Everything cool in Coonville
Spirit of Moonpie and I spent the 9th through the 11th on the Nottoway below Delaware. The water was clear, little on the low side and 50 degrees. Air temps ranged from 30 to 65 degrees. I ’bout froze the first night in the tent for some reason. My 30-degree bag just didn’t cut it until about five hours later in the night it finally warmed up. I think those sleeping bag ratings are not a comfort rating. In other words, I think that -30 rating means you will not perish in this bag at -30 degrees, it doesn’t mean your going to be toasty warm!
The fishing on this trip was OK, I guess. What I mean by that is I really didn’t fish that much. I mostly worked all the first day to get that old base camp back in shape. The second day I spent most of the day working my way upriver removing abandoned limb lines and fishing line. One 40-foot fishing line that was left in a tree recently with a brand-new orange cork had injured a Great Blue Heron. There were feathers on the line so evidently the big bird had collided with this line. I just cannot understand why people cannot remove these lines. My old decrepit body can remove it, why can’t they? Anyway, I did fish for a few hours total and caught a couple small bass and chain pickerel on the A.C. Shiner. I jigged for smallmouth for about 30 minutes but had nary a hit.
The trash on this trip almost nonexistent. I only picked up about five pieces. There was, however, a stunning amount of cotton in the water that originates from the trucks going over the Route 671 river bridge to the cotton gin. I don’t think it’s too much of a problem though, as it is a natural material and eventually biodegrades. However, I still forwarded the information on to DEQ and asked them to determine if there was a problem with this.
On my prior patrol I had a cool raccoon experience with a little coon that played hide-and-seek. That experience was surpassed this trip when I encountered four babies and their very concerned mommy. These youngins’ were perched on the side of a large cypress tree that was obviously their home as it had a huge hollow in it. Anyway, they were all four on this little limb when I came upon them. They were on the sunny side of the tree on that cold afternoon so I think the idea there was to warm up some while waiting for mom to join them. I was taking pictures like crazy when Moonpie said, “Heyyyy, daddy-o, incoming mad mommy coon on your 3 o’clock.”

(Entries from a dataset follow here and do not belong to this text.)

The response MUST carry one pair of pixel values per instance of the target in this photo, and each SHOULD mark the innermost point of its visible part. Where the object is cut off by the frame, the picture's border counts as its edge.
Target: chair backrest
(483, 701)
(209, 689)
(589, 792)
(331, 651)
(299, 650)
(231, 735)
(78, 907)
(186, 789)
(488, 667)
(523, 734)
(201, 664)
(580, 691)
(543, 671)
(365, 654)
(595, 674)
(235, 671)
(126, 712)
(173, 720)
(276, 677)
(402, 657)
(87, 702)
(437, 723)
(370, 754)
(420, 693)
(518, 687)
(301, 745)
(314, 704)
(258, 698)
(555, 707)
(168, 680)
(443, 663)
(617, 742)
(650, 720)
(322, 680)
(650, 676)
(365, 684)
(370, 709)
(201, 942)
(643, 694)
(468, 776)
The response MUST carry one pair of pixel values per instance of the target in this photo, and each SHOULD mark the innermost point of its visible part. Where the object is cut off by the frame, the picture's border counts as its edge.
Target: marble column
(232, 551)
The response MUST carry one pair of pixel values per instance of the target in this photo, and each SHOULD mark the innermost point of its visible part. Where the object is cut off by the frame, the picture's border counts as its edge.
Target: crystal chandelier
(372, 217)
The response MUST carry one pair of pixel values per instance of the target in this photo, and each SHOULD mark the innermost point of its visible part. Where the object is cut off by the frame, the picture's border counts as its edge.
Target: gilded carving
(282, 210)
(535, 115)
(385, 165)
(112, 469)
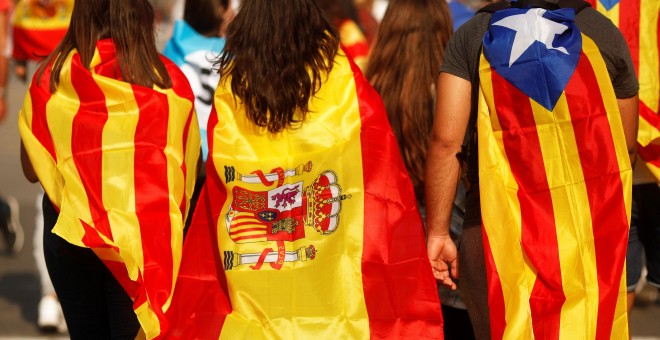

Sure enough out on a winterberry bush come a very upset mommy coon. Such was her hurry to get to the babies that she actually fell into the water to get the cypress tree. The babies seeing all of this started getting antsy. It looked like they held a brief meeting then unanimously decided it was time to climb up the giant cypress to get to that hollow. I could tell mommy didn’t like that, so I backed off to calm things down and sure enough she overtook them and started leading them up the massive tree toward their house. I was expecting any minute to see one fall into the river, but fortunately that didn’t happen, even though coons can swim very well.
So it was a very entertaining, photo-fabulous experience that ended well, and everything was cool in Coonville on one of the two rivers we call the Nottoway and Blackwater.